Diagnostics. To diagnose a prolonged phase of deceleration, it is necessary to perform at least 2 vaginal examinations with an interval between them equal to 3 h in primiparas and 1 h - in maternity females. Usually, more than two studies are performed within the time required for diagnosis.

During normal delivery, the slowdown phase is difficult to establish without frequent vaginal examinations at the end of the active phase. However, when anomalies appear in the deceleration phase, it is not difficult to detect it if it is not obscured by the development of other accompanying anomalies of labor. Such situations are often observed; in approximately 70% of cases, a protracted phase of deceleration occurs along with a prolonged active phase of opening the cervix or with the stopping of fetal progression through the birth canal. In such cases, the diagnosis can not be established, since the greatest attention is paid to determining the concomitant violations.

Frequency.

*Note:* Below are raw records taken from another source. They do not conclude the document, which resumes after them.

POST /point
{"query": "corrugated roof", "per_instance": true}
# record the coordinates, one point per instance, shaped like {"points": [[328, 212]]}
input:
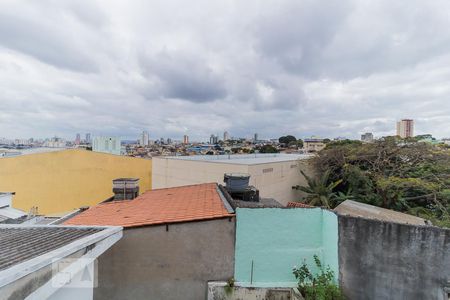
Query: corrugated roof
{"points": [[358, 209], [21, 244], [160, 206]]}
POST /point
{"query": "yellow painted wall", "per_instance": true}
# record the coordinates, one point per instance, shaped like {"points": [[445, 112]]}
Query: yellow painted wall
{"points": [[57, 182]]}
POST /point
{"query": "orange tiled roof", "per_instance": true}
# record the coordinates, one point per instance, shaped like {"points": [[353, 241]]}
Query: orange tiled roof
{"points": [[299, 204], [161, 206]]}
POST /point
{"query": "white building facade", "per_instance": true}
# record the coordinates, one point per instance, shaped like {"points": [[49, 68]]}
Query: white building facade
{"points": [[107, 144], [273, 175]]}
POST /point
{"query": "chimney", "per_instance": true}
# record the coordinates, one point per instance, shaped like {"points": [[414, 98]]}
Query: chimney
{"points": [[237, 185], [125, 188]]}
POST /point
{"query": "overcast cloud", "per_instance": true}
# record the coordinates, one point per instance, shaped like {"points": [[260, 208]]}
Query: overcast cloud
{"points": [[328, 68]]}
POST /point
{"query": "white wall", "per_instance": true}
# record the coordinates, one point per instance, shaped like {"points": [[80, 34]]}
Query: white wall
{"points": [[274, 180]]}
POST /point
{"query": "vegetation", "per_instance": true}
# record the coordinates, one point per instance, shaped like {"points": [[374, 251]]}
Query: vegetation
{"points": [[319, 286], [405, 175], [319, 190]]}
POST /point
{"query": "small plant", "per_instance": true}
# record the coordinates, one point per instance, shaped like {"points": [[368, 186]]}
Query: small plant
{"points": [[320, 286], [229, 287]]}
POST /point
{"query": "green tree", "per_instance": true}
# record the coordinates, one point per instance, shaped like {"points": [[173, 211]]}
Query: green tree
{"points": [[406, 176], [320, 192]]}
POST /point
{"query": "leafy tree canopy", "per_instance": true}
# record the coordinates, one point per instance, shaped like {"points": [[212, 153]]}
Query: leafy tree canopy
{"points": [[406, 176]]}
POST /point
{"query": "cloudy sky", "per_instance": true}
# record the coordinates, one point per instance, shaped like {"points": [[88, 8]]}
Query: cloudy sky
{"points": [[302, 67]]}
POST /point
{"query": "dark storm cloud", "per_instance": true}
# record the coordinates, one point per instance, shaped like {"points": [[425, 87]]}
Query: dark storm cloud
{"points": [[50, 41], [184, 76]]}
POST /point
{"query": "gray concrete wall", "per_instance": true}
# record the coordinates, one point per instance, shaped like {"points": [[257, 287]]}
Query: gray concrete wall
{"points": [[220, 291], [152, 263], [379, 260]]}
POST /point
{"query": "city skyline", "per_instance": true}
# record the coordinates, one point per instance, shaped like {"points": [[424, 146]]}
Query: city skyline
{"points": [[275, 68]]}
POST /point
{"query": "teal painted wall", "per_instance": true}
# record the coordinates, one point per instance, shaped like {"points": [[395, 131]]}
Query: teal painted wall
{"points": [[277, 239]]}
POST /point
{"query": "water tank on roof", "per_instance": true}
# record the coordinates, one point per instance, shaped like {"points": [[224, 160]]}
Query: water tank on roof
{"points": [[236, 182]]}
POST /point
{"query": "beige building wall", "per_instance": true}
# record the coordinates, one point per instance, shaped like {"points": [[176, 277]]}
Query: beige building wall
{"points": [[274, 180]]}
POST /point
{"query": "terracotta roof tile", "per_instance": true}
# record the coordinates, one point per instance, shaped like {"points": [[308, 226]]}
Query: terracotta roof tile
{"points": [[161, 206], [299, 204]]}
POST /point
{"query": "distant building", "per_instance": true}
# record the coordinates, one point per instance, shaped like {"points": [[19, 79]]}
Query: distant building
{"points": [[143, 141], [55, 142], [78, 139], [213, 139], [313, 145], [405, 128], [107, 144], [367, 137], [273, 174]]}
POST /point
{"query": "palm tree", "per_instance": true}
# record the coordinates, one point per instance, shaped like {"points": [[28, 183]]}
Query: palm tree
{"points": [[320, 193]]}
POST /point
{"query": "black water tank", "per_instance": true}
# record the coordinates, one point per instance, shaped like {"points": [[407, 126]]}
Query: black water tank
{"points": [[236, 182]]}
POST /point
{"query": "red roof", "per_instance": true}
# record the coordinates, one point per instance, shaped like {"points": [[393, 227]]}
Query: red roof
{"points": [[161, 206], [299, 204]]}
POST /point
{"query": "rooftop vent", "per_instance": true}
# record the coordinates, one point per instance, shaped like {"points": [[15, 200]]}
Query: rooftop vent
{"points": [[125, 188], [237, 185]]}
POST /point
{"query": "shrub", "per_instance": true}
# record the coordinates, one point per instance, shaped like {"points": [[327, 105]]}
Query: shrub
{"points": [[320, 286]]}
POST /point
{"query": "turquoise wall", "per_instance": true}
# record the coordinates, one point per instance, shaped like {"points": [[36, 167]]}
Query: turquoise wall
{"points": [[277, 239]]}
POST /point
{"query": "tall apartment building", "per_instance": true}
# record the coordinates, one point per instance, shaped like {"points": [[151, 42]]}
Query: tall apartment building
{"points": [[213, 139], [143, 140], [405, 128]]}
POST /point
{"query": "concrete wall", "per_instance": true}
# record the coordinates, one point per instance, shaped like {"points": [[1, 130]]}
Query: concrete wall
{"points": [[57, 182], [381, 260], [277, 239], [274, 180], [278, 183], [152, 263]]}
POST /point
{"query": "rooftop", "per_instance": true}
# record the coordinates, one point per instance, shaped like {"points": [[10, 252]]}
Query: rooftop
{"points": [[160, 206], [22, 243], [243, 159], [358, 209]]}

This pathology can complicate up to 5% of births. In any case, it is the rarest of all abnormalities of labor.

Causes. The most often prolonged phase of deceleration is due to an improper presentation of the fetus. In 40.7% of mnogorozhavshih women had a head presentation of the fetus with the occiput turned to the back, in 25.4% - the transverse position of the head. Their incidence in primiparas was 26.3% and 60%, respectively. The mismatch between the fetus and the pelvis of the mother was an etiological factor in about 15% of women with this disruption of labor. The prolonged phase of deceleration is often observed in childbirth complicated by obstructed passage of the fetal humeral girdle (dystopia).

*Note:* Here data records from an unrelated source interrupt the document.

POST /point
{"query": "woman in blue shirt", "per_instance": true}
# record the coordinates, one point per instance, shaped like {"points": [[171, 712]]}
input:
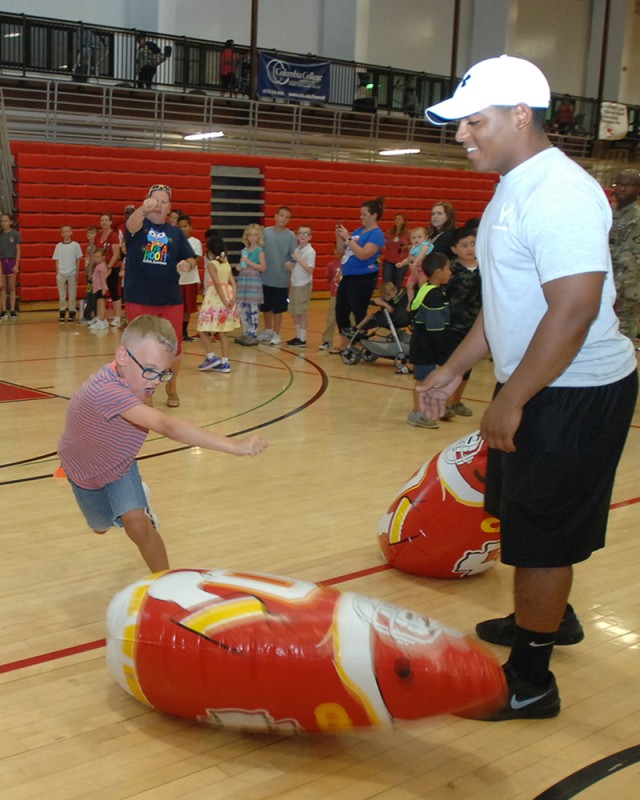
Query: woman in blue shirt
{"points": [[359, 253]]}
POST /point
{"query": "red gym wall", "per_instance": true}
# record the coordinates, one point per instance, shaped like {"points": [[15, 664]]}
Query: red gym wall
{"points": [[74, 184]]}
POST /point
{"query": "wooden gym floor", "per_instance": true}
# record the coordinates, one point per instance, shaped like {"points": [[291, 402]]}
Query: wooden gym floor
{"points": [[339, 451]]}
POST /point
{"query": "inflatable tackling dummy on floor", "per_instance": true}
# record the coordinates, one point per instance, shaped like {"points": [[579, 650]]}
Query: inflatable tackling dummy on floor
{"points": [[270, 653], [437, 525]]}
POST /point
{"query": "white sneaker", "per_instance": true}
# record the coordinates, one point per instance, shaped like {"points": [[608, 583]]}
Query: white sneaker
{"points": [[148, 511]]}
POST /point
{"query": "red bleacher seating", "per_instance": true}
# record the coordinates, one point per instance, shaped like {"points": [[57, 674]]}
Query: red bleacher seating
{"points": [[73, 184]]}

Forecast. According to Friedman (1978), more than 50% of the primiparous and about 30% of maternity females require delivery through the imposition of cavitary obstetric forceps. The use of forceps (turn when forceps were applied) required 40% of primiparous women and 16.9% of parturients with repeated childbirth; Cesarean section was performed in 16.7 and 8.5% of women giving birth, respectively. The prognosis of this abnormality is worse in women with the first pregnancy.

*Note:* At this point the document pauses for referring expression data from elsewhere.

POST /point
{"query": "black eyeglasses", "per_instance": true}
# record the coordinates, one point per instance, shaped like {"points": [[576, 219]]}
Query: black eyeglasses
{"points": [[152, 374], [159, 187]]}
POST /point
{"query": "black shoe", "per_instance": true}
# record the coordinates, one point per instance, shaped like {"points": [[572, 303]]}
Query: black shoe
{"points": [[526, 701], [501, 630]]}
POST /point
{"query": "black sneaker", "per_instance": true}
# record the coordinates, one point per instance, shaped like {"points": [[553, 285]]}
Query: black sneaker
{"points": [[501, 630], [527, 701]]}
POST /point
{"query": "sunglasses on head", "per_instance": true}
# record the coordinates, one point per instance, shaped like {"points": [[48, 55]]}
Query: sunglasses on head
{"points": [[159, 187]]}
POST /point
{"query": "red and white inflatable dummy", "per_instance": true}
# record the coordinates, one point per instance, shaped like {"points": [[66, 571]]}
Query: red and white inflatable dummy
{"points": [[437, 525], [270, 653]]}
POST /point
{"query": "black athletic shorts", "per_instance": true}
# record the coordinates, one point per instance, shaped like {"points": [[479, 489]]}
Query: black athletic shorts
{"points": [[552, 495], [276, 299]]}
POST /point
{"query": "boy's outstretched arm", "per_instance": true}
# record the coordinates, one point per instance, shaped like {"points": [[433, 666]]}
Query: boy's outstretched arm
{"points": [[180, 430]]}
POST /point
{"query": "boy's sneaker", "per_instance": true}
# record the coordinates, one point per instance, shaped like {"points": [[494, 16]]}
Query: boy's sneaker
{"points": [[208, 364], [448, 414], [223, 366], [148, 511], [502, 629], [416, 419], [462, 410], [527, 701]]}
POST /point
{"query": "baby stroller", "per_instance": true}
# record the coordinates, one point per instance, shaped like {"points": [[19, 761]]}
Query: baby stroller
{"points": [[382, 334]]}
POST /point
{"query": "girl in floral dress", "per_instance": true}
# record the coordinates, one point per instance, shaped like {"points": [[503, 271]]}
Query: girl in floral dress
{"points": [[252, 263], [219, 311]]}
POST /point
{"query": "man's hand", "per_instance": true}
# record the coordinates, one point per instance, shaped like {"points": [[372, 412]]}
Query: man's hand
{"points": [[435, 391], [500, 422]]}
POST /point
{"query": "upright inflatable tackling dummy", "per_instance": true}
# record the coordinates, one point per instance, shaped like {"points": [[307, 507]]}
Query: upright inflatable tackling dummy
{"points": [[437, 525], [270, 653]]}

Maintaining a long slowdown phase

It depends primarily on the nature of the lowering of the presenting part of the fetus. If a longer duration of deceleration is observed with a correspondingly lowering of the fetal part (especially if it is below the level of the ileum of the pelvic bones), a disproportion is unlikely and the prognosis for vaginal delivery is favorable. If the slowing-down phase develops with the high-lying presenting part (especially when it is accompanied by a stopping of the lowering), then the situation is serious enough - it is very likely that the size of the fetus and the pelvis of the mother are not consistent.

In the first case - stopping at position +1 or lower standing - the most frequent reasons are incorrect presentation of the fetus (the back of the head is turned to the back, the transverse position of the head), an overdose of sedatives, epidural anesthesia.

Usually, management is cautiously stimulated with oxytocin or in the care of a pregnant woman, pending the cessation or reduction of sedation or anesthesia.

The second group of parturient women - the presenting part of the fetus is above 0 - urgent pelvimetry is needed; further development of labor is allowed only if there is no discrepancy between the size of the fetus and the pelvis of the woman in labor.

The number of previous births in women should not affect the plan of reference. With this type of birth impairment, the incidence rate is almost the same in primiparous (15.8%) and re-birth (15.3%) women.